The closure of the camp is to reintegrate about 45 alleged witches back into their communities following series of consultations and engagement with key stakeholders as well as the families of the alleged witches to accept them back to the communities.
As part of efforts to ensure the closure of the camp, ActionAid Ghana, the Ministry of Gender and Social Protection and other partners donated a grinding mill to the chief of Nabuli as well as an amount of GH¢100.00 and pieces of cloth to the alleged witches.
Mr Sulemana Abdul-Rahman, Country Director for ActionAid Ghana, made the call in a speech read on his behalf, during the official closing ceremony of the Nabuli Witches Camp.
Mr Abdul-Rahman said violence and discrimination suffered by women was barrier to the realization of their rights and the achievement of social justice and there is the need for all to halt the indiscriminate acts being perpetrated against women.

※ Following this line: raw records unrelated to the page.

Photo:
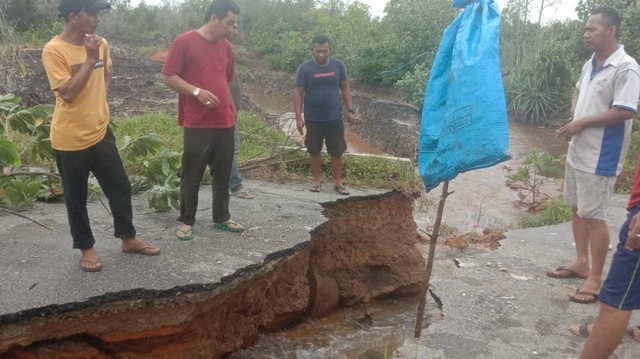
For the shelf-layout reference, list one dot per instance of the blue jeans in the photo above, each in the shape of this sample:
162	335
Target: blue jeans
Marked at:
235	182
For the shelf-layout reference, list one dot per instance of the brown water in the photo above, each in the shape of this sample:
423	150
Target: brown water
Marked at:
480	199
344	334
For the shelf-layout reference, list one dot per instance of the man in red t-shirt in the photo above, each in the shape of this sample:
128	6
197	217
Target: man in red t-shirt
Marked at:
200	67
620	293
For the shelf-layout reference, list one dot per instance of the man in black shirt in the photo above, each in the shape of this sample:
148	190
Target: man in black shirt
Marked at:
320	84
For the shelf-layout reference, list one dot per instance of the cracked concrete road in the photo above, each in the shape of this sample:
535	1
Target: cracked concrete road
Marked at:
38	267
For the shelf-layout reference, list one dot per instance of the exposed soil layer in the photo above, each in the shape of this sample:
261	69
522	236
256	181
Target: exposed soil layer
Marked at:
137	88
366	250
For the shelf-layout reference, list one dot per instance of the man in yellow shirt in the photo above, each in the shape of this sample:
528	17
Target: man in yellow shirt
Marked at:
78	66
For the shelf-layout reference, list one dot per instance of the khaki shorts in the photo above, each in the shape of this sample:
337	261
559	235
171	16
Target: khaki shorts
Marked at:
587	192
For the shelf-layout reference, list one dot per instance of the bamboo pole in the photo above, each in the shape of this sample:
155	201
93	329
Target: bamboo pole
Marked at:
432	250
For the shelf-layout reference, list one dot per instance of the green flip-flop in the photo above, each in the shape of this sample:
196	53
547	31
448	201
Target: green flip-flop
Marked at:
187	234
225	226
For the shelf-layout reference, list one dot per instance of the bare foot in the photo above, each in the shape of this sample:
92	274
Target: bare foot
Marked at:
90	261
587	293
185	233
138	246
581	330
573	270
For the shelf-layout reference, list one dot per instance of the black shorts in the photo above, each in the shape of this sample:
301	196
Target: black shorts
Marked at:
332	132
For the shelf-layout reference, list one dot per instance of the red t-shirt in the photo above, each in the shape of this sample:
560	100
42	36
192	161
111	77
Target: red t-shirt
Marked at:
209	66
635	191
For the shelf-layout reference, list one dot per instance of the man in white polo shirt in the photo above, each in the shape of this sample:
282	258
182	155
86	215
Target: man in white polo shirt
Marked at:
603	105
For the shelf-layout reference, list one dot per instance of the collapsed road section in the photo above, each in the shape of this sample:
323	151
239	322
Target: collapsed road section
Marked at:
365	250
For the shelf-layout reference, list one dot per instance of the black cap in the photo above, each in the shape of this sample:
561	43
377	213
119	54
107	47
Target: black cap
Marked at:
69	6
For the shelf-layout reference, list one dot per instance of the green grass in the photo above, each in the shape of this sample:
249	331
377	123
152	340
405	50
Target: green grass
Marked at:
163	125
261	140
554	211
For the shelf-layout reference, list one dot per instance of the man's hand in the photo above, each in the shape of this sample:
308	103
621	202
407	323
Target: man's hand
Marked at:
633	242
207	99
92	44
351	118
300	126
570	129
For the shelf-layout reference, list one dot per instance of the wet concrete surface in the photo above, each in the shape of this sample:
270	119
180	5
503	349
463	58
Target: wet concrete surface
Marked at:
498	304
38	267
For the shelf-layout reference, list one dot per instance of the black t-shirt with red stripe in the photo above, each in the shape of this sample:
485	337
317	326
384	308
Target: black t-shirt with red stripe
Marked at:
322	97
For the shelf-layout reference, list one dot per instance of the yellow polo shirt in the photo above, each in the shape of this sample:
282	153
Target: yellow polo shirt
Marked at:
82	122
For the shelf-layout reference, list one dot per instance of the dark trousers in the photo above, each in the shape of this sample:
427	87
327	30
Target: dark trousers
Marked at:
202	147
103	160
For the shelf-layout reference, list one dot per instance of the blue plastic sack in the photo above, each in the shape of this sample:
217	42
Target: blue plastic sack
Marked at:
464	117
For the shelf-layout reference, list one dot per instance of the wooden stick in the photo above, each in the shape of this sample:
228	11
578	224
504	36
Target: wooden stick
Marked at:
432	250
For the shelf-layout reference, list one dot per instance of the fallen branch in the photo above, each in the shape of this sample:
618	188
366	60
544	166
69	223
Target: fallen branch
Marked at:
25	217
263	164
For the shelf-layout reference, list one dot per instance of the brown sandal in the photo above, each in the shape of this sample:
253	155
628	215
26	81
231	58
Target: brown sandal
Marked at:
95	265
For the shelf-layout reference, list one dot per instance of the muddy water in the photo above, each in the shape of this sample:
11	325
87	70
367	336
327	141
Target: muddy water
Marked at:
481	200
346	334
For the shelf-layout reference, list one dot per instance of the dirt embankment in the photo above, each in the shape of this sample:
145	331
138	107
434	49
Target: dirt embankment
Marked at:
366	250
137	85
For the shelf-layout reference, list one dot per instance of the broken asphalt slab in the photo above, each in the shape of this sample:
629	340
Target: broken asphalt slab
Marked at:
39	268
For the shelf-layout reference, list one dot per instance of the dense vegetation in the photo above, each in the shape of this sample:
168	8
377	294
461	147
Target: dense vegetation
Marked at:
541	61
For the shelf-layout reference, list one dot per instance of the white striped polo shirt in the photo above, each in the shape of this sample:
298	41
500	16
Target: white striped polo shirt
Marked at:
601	150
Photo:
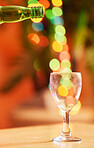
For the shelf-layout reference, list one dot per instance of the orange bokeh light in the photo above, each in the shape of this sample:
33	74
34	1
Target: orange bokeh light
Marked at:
45	3
44	42
57	2
65	47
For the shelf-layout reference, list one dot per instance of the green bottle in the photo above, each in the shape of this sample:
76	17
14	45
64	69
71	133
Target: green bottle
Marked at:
10	14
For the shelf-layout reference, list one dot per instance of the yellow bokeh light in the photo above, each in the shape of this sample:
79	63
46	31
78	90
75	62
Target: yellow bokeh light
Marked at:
57	2
57	46
62	91
36	20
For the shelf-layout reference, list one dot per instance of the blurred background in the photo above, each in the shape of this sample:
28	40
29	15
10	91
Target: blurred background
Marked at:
26	48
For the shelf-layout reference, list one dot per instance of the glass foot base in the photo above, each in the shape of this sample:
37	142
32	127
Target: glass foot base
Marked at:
66	139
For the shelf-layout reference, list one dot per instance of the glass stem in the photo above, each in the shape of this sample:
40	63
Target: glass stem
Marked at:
66	127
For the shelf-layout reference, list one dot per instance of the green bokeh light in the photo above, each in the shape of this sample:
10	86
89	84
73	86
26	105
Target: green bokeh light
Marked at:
54	64
60	30
57	11
49	14
60	38
65	63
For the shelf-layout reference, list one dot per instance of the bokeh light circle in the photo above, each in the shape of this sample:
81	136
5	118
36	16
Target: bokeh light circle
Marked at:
60	30
34	38
36	20
57	46
65	63
54	64
49	14
37	26
57	2
60	38
57	11
64	55
45	3
57	21
44	42
62	91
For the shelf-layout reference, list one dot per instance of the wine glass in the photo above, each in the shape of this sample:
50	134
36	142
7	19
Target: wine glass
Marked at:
66	88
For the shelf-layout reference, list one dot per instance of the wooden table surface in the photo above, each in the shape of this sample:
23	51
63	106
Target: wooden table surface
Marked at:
41	136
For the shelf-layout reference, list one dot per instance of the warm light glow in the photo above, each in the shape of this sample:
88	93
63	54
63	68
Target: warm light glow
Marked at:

He said ActionAid in 2011, following a call by government to disband all alleged witches camps by 2012, advocated for a more consultative process since many people in villages did not know women had rights and many of the alleged witches didn’t want to return home because of stigmatization among others.
This, Mr Abdul-Rahman said, has resulted to the organization’s reintegration campaign and subsequently the formation of the Reintegration Committee (RC) aimed at sensitizing communities to address the perceptions and practices that put the alleged victims in the camps as well as educating the citizenry on the need to understand, appreciate, defend and accept the victims back into their communities.

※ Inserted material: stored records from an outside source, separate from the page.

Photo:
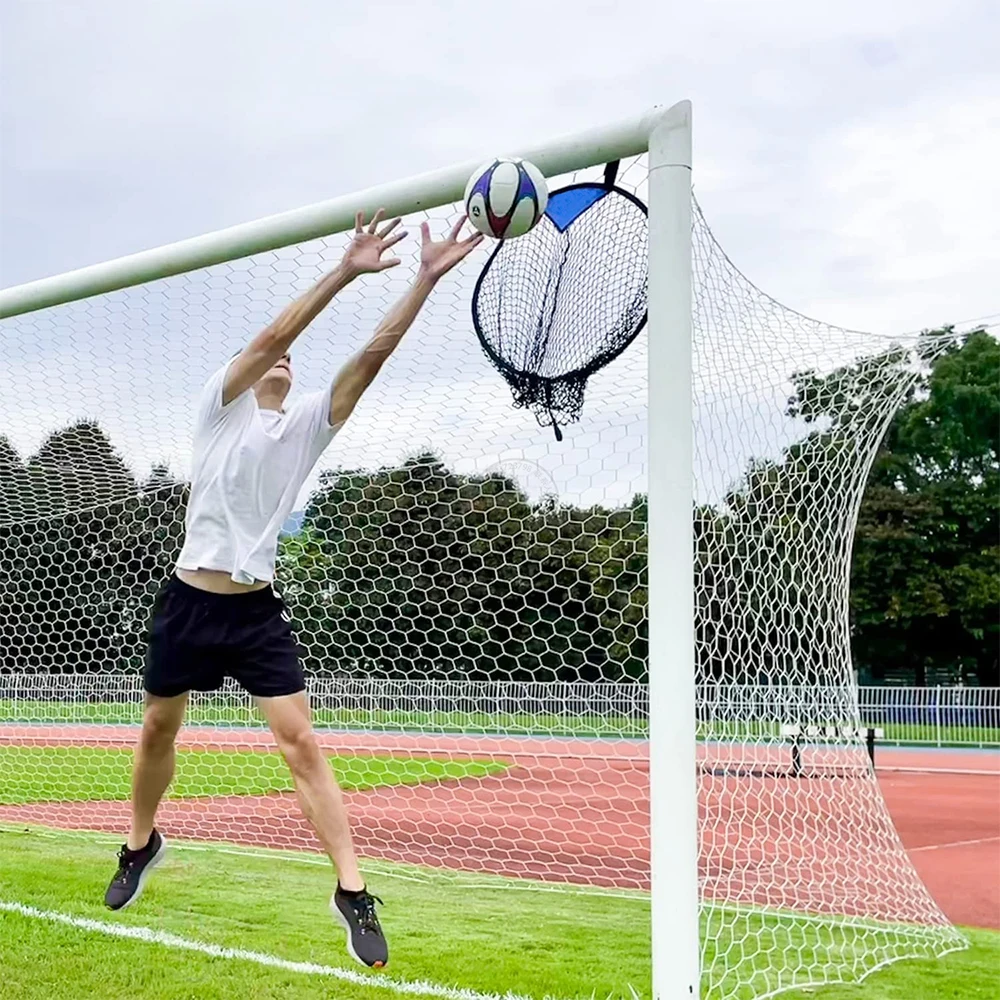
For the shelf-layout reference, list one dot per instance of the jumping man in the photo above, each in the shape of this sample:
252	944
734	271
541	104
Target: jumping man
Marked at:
218	615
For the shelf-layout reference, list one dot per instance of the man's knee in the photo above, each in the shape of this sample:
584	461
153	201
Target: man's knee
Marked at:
300	749
160	722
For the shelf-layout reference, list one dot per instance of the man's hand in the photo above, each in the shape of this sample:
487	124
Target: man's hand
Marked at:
437	259
364	255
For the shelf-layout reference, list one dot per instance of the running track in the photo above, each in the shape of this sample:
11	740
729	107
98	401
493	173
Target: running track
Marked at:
578	811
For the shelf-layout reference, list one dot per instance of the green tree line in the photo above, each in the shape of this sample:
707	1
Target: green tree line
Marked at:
421	571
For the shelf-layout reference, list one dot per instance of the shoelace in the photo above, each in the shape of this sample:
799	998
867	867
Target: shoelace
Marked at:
364	907
125	863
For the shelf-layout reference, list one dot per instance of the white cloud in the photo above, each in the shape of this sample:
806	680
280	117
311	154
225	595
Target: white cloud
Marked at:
844	156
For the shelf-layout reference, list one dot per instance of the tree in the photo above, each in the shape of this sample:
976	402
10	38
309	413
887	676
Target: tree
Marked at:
926	577
83	548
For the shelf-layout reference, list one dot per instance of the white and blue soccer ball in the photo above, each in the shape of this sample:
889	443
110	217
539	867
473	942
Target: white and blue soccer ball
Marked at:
506	197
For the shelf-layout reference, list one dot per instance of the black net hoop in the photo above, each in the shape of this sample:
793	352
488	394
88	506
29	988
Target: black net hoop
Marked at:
556	305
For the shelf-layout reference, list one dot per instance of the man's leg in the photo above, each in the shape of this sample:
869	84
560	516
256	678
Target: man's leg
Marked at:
153	766
319	794
152	769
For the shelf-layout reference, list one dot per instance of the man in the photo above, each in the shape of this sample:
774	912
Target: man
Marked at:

He said the reintegration also factored in the empowerment of alleged witches by building their confidence and equipping them with livelihood skills so that they could earn a living when they are reintegrated.

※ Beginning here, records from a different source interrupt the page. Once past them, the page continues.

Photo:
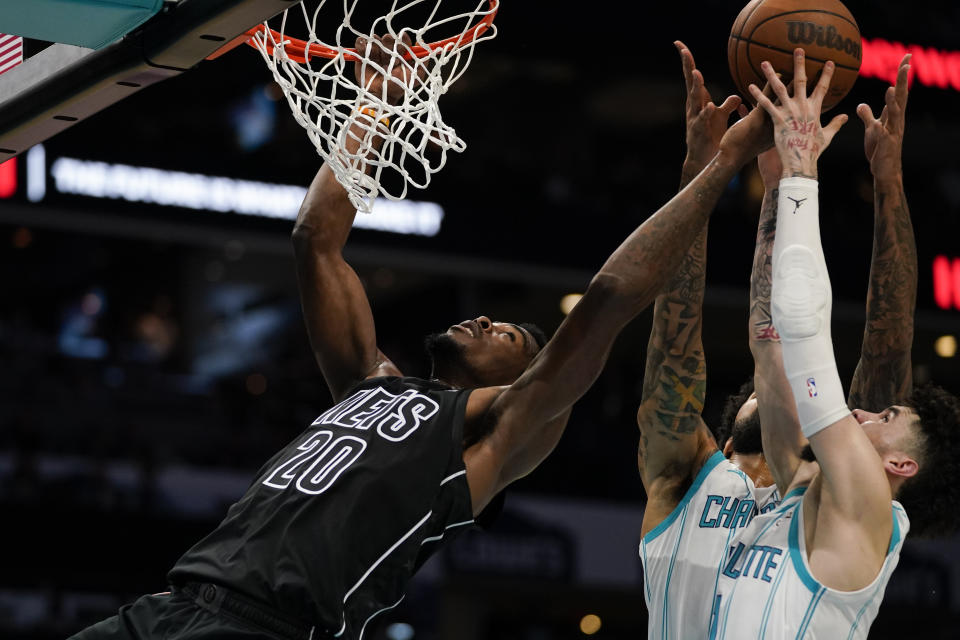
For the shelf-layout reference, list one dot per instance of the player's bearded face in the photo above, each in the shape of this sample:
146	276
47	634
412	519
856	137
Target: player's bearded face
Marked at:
446	354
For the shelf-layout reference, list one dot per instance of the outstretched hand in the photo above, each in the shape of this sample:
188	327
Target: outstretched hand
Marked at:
796	119
706	122
883	137
382	70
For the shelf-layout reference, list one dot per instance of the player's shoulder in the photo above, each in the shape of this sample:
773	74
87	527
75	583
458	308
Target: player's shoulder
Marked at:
402	382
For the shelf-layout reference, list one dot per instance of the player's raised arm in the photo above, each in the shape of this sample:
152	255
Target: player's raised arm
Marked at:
884	374
527	418
674	439
854	520
335	306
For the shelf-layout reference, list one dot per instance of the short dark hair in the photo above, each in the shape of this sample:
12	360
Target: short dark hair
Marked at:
538	335
724	430
932	497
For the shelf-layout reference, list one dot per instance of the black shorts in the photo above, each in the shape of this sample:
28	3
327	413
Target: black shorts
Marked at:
193	612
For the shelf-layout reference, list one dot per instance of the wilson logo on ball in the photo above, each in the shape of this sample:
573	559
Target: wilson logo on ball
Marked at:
811	32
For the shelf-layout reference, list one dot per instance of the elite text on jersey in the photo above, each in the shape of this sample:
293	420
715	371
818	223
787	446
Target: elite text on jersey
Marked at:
682	555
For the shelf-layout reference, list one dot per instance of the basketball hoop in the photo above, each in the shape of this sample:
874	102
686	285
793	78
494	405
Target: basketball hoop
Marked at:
318	81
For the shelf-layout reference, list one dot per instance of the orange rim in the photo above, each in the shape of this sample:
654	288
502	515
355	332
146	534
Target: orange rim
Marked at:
299	51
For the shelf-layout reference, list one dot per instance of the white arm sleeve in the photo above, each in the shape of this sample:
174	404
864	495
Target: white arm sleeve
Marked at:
801	304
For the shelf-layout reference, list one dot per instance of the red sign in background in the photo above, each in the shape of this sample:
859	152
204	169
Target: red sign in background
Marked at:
946	282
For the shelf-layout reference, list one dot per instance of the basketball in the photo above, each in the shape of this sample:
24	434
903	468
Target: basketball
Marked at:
771	29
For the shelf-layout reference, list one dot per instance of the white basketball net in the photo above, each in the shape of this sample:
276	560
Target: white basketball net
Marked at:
327	101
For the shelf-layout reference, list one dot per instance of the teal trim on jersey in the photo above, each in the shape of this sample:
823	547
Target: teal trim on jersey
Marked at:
708	466
796	557
673	560
896	534
646	581
769	606
808	616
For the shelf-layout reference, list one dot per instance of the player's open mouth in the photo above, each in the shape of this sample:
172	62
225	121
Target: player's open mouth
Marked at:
468	326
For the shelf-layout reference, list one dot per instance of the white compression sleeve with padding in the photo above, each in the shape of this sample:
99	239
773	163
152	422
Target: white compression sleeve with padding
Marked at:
801	305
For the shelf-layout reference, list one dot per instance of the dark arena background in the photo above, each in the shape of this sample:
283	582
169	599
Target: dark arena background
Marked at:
153	355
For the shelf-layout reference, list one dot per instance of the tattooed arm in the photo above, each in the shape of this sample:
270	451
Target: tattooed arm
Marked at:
674	441
884	374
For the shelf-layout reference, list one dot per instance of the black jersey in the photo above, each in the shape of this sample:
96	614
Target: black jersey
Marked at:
335	524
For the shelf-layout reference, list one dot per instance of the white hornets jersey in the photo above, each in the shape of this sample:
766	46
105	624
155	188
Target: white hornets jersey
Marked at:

Mr Abdul-Rahman said there are still three more camps to close and reiterated ActionAid’s commitment to ensuring that all the alleged witches are safely reintegrated into the society.
Mr Joseph Akanjolenur Whittal, Commissioner of CHRAJ, commended ActionAid Ghana for their efforts in mobilizing support and bringing diverse actors together for the rights of women.
He appealed to the people in the municipality to embrace the women back into society to live together in peace and harmony.
Mr Musah Issah, Municipal Chief Executive (MCE) for Gusheigu, said the municipality currently has three alleged witches’ camps and the closure of the Nabuli Witches Camp was a duty to fight for the fundamental human rights of the alleged witches.
He commended ActionAid Ghana, SONTABA and its development partners as well as government for their immense contribution towards responding to the rights of vulnerable people, especially in the northern part of Ghana.
He said the assembly has enacted and gazette bylaws on the protection of human rights, particularly for women and children and other vulnerable groups in the municipality.
Madam Tuahiru Sanatu, leader of the alleged witches, expressed joy and gratitude to ActionAid and the other partners for their unconditional support and empowerment.